Annotation of novel genomes is a complex problem . Efforts at automated annotation of molluscan genomic sequences have demonstrated the challenge facing the future selleckchem DAPT secretase annotation of cephalopod genomes. Long branch lengths within the phylum, the taxonomic distances to well annotated animal genomes, and the relatively low quantity of previous molecular and genetic work in the Mollusca will demand the generation of additional resources to assist and train automated gene detection programs. Of primary importance will be the generation of transcript inventories to identify genes, refine gene models, detect start points and intron-exon boundaries, and train automated gene identification algorithms. Transcriptome data such as those from RNAseq are quick and relatively inexpensive to generate, and will be immensely useful.
Systematic sequencing of nervous system tissues and embryonic stages can be combined with relatively early-stage assemblies to generate gene models and exon structures. In addition, pairs of Octopus species (O. vulgaris and O. bimaculoides) and Idiosepius species (I. notoides and I. paradoxus), through comparative sequence analysis, may be critical for annotation. Annotation efforts are labor-intensive but also offer an opportunity to grow the cephalopod research community and attract outside expertise. For example, domain experts of particular gene families or pathways can be recruited to assist in the description of likely protein function.

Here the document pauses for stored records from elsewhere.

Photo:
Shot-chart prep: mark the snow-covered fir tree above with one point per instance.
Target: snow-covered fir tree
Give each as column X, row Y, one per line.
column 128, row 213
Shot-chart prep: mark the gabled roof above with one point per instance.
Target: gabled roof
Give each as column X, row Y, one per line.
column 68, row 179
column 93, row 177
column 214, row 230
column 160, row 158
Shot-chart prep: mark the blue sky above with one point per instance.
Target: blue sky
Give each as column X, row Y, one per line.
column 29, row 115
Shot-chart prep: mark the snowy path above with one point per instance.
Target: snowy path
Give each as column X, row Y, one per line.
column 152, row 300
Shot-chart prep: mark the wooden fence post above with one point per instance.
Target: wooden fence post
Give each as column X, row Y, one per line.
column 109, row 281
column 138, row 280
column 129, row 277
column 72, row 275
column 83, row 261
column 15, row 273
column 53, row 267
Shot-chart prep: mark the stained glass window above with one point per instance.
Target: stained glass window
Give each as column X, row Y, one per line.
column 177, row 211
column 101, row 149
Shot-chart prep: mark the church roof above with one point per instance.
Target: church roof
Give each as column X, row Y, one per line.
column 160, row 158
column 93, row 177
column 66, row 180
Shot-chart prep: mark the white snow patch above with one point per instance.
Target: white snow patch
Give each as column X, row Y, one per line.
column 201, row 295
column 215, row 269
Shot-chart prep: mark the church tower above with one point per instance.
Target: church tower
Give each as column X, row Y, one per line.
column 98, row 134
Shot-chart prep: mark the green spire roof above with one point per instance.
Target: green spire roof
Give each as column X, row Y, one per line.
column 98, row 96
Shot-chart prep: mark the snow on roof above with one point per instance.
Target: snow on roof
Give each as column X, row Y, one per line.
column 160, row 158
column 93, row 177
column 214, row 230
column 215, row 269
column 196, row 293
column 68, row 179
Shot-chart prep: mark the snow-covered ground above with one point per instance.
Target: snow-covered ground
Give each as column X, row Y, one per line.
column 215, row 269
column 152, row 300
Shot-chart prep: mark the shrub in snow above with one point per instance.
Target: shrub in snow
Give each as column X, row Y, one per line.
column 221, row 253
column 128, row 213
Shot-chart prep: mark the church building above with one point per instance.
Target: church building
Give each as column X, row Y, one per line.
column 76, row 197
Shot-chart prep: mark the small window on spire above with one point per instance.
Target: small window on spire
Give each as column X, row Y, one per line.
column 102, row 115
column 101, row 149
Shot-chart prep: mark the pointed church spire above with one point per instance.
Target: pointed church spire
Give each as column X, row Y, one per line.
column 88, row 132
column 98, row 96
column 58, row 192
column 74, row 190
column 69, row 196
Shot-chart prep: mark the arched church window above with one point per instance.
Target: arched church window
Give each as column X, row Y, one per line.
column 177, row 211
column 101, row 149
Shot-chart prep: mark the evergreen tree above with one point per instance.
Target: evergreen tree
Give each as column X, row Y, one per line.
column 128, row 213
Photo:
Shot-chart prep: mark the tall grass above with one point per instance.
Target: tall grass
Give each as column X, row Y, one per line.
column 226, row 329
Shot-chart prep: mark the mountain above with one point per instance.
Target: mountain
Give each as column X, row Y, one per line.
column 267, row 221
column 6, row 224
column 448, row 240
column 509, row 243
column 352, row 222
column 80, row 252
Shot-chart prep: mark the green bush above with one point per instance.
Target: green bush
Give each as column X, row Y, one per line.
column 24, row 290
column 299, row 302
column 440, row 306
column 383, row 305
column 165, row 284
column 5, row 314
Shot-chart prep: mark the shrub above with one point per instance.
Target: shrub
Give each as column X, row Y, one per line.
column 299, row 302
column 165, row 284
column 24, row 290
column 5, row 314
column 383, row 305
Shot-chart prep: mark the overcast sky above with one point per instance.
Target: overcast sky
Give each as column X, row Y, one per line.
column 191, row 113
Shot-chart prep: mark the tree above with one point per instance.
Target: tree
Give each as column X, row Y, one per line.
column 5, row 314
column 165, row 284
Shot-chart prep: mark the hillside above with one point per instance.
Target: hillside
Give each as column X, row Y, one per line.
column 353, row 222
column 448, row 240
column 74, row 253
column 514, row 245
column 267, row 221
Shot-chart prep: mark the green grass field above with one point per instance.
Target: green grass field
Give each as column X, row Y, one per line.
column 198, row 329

Bioinformatics researchers interested in the problems of annotation across long phylogenetic distances, the assessment of unique gene families and the evolution of biochemical novelty, and the likely challenges of extensively RNA-edited transcriptomes, will also be enlisted. Finally, annotation provides an outreach opportunity to involve young scientists and K-12 classrooms in cutting-edge scientific discovery on these fascinating organisms. Data sharing plan An important goal of the CephSeq Consortium is to share data rapidly and effectively both within and beyond the Consortium. Data sharing is necessary to foster the broadest possible impact of our sequencing and annotation efforts. This sharing will prove critically important for the cephalopod community. We expect sequence homology within the taxon to be an important foundation for collaboration within the field because cephalopods have evolved many new and unique character features.
Sharing data prior to publication could significantly accelerate cephalopod research. However, data sharing policies must Carfilzomib also recognize that there is significant publication, funding, and career recognition risks involved in making data available before publication: often the first to publish a particular observation garners the most recognition. Broad data-sharing agreements such as the Ft. Lauderdale agreement  have already been adopted by the international genomics community, and, most significantly, by many large sequencing centers.